Wins come pretty regularly, though many of them are only of equal or similar value to your original bet. However, that's not to say that the occasional big win doesn't also come along and surprise you from time to time during standard play.
We encountered a few big wins when playing Neon Staxx, and most of them did actually come during standard play. We have no doubt that players out there do win the maximum jackpot from time to time, but it just never feels like it's all that close when you're playing Neon Staxx. If you enjoy high risk, volatile games then you might be fine with that, but we think it will also deter some players.
For a game that's fairly innovative in other respects, you might expect its bonus feature to be more interesting that it actually is. Landing 3, 4 or 5 Scatter symbols will unlock 10, 15 or 20 free spins but the round doesn't come with a multiplier or any other quirky features.
Of course, bonus rounds are always going to be very welcome but there's just nothing special about Neon Staxx's that will have you rubbing your hands with glee when you trigger it.
With all of that said, triggering a bonus round is always going to represent your best chance to replenish your depleted bankroll and hopefully pull down some winnings as well. If you do manage to land one, we recommend that you cash out or move to another slot after it concludes!
With a jackpot of 80,000 coins and a maximum coin size of 0.50, Neon Staxx's jackpot is decent enough but it's not one that's high enough to warrant interest from players who wouldn't otherwise be curious about the game.

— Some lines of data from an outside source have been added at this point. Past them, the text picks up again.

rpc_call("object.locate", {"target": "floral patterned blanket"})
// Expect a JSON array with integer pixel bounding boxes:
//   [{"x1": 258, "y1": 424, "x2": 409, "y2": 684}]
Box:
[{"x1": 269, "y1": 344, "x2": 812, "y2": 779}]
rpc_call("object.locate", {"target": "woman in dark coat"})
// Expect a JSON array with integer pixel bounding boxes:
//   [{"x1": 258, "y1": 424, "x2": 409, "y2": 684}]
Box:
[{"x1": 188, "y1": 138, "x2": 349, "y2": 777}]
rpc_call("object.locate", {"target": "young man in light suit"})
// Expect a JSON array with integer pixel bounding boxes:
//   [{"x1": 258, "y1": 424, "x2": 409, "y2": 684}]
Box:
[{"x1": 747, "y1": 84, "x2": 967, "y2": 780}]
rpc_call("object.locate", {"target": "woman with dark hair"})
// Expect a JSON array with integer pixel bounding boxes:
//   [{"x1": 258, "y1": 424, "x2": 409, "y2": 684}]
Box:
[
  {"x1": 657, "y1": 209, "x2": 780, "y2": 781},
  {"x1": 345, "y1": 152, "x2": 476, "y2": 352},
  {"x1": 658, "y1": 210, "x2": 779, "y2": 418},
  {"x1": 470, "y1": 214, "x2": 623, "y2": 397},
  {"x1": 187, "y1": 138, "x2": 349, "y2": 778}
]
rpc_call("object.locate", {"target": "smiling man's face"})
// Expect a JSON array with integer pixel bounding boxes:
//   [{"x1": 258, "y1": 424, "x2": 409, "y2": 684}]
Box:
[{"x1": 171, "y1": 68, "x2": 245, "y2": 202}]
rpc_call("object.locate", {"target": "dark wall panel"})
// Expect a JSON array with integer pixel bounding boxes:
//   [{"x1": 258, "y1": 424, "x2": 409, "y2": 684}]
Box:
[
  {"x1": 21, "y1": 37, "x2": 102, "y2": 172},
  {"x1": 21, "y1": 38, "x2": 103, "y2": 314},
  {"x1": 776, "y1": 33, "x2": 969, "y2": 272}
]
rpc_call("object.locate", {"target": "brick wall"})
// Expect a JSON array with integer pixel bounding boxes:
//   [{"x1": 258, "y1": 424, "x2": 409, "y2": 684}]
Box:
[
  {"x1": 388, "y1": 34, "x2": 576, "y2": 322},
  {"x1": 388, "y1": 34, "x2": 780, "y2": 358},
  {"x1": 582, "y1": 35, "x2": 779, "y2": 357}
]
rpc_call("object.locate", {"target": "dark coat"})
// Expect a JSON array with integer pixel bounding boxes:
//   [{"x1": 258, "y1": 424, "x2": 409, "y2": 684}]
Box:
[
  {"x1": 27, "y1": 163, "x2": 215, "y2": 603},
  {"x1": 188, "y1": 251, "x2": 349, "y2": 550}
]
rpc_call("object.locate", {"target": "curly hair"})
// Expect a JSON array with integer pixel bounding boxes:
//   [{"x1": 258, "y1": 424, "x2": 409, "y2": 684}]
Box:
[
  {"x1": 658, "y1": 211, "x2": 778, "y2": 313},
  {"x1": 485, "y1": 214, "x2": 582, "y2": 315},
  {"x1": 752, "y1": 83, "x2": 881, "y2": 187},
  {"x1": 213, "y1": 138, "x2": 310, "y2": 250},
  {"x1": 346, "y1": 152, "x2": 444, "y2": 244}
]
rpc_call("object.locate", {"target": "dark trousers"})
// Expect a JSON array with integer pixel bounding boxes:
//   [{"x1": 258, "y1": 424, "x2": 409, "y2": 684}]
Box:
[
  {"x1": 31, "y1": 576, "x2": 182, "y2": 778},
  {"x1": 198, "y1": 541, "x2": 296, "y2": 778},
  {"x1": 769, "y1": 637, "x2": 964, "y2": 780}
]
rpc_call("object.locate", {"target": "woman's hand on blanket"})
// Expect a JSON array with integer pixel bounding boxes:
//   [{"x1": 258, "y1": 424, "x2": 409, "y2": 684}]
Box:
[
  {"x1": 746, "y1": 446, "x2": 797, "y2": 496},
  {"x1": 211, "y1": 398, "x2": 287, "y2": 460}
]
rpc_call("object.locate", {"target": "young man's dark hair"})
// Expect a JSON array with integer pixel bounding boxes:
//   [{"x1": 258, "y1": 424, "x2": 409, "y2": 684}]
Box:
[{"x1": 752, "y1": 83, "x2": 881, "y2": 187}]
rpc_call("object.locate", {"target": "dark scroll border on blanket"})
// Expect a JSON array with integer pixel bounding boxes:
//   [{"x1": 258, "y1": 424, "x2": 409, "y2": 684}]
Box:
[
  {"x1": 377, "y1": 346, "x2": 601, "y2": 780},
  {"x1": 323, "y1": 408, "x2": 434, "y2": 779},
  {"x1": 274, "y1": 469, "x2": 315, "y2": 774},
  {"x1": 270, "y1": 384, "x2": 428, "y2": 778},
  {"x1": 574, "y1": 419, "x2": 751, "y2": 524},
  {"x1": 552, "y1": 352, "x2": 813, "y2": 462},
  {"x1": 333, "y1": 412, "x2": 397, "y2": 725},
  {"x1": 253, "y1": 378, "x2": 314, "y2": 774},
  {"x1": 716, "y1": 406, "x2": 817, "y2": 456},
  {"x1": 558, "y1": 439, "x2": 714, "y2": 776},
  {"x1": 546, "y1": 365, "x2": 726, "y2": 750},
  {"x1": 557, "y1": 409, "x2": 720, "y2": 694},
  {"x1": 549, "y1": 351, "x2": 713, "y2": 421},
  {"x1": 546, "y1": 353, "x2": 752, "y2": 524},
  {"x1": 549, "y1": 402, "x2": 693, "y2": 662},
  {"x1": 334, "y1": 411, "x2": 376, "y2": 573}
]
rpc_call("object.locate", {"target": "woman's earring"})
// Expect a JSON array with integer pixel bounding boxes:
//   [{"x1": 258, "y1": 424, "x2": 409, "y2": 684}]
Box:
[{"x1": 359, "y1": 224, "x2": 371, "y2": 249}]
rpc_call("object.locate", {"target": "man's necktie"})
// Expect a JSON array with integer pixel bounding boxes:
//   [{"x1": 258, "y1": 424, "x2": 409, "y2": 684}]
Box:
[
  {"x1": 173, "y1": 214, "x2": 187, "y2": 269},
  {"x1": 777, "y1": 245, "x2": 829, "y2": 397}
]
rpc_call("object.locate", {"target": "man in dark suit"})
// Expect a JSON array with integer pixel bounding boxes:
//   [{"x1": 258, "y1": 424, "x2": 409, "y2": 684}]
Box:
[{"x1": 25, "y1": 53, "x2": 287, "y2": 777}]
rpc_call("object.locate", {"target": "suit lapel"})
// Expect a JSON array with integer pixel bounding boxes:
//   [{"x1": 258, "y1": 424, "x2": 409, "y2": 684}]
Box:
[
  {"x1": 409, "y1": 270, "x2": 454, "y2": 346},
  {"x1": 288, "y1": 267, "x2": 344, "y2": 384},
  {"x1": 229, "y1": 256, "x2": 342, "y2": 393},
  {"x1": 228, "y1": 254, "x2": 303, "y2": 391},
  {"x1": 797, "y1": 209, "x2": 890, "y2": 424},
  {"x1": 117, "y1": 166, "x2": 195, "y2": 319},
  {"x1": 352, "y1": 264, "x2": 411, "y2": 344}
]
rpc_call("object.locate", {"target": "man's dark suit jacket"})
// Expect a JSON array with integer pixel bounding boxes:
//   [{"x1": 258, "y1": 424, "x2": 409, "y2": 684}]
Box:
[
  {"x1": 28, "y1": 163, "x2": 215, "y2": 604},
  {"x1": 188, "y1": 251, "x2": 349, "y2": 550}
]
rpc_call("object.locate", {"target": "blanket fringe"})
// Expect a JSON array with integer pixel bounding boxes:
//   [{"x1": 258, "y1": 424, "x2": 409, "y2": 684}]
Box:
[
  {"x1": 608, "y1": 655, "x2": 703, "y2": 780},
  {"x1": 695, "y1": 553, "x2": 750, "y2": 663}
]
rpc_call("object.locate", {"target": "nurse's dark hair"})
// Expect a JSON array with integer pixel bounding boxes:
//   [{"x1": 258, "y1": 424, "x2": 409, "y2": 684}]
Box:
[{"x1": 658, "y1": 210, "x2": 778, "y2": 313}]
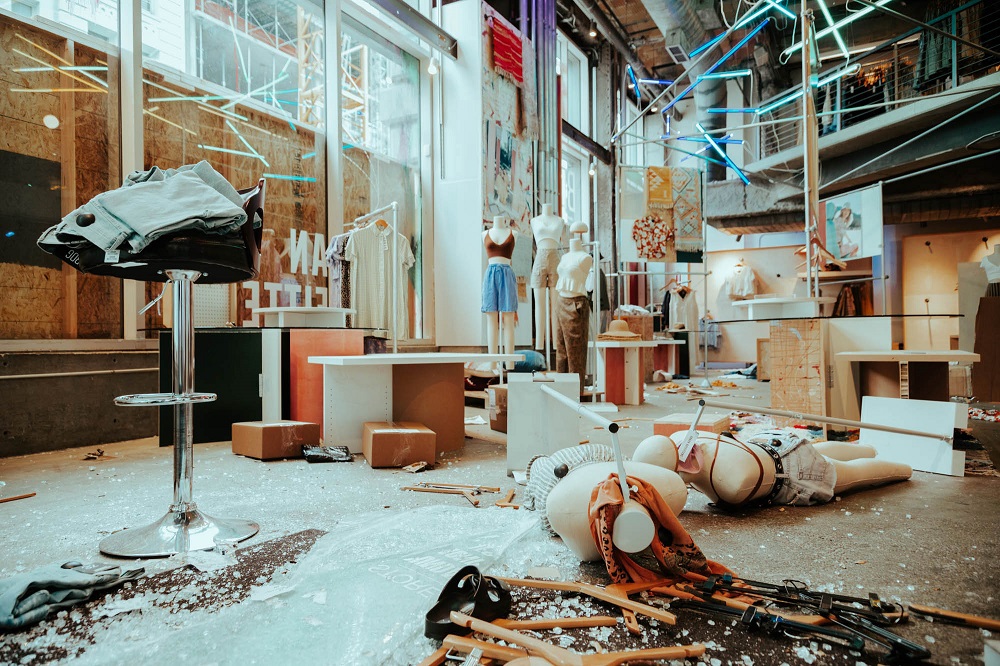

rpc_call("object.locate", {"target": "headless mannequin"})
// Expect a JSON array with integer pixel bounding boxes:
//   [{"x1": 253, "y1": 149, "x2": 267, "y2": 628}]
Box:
[
  {"x1": 982, "y1": 244, "x2": 1000, "y2": 284},
  {"x1": 483, "y1": 216, "x2": 517, "y2": 369},
  {"x1": 546, "y1": 455, "x2": 687, "y2": 562},
  {"x1": 632, "y1": 430, "x2": 912, "y2": 507},
  {"x1": 530, "y1": 203, "x2": 567, "y2": 352},
  {"x1": 554, "y1": 233, "x2": 594, "y2": 393}
]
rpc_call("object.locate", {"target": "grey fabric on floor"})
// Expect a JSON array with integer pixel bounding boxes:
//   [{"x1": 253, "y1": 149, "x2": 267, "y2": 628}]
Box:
[{"x1": 0, "y1": 563, "x2": 143, "y2": 631}]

For example, we know that many players spend their time on progressive jackpot games, even though they hate the theme, purely because of the huge prize. It's unlikely that a grand prize of $40,000 is enough to attract jackpot hunters and get them to stick around unless they can find something else to appreciate about the game.
Maybe NetEnt just forgot to adjust the game's jackpot for all of the inflation that's taken place since the '80s!
It's a real shame to say it but the game, much like its pulsing keytar soundtrack, can get old fairly quickly. Neon Staxx looks and sounds great but, with a jackpot of only 80,000 coins (not particularly high by NetEnt's standards), and nothing intriguing or different about its bonus round you might find yourself getting bored after playing for a while.
Of course, these things are always a matter of personal taste – if you're the sort of person who loves '80s culture, whether or not you lived it the first time around, then it's very likely you'll enjoy Neon Staxx. And there's no denying that the game's unique layout and the overall impression you get the first time you boot it up holds a certain allure, but this may not last for as long as NetEnt hope.
Overall the game is certainly worth a look, especially if you've never played it before, but doesn't offer a whole lot of replayability value.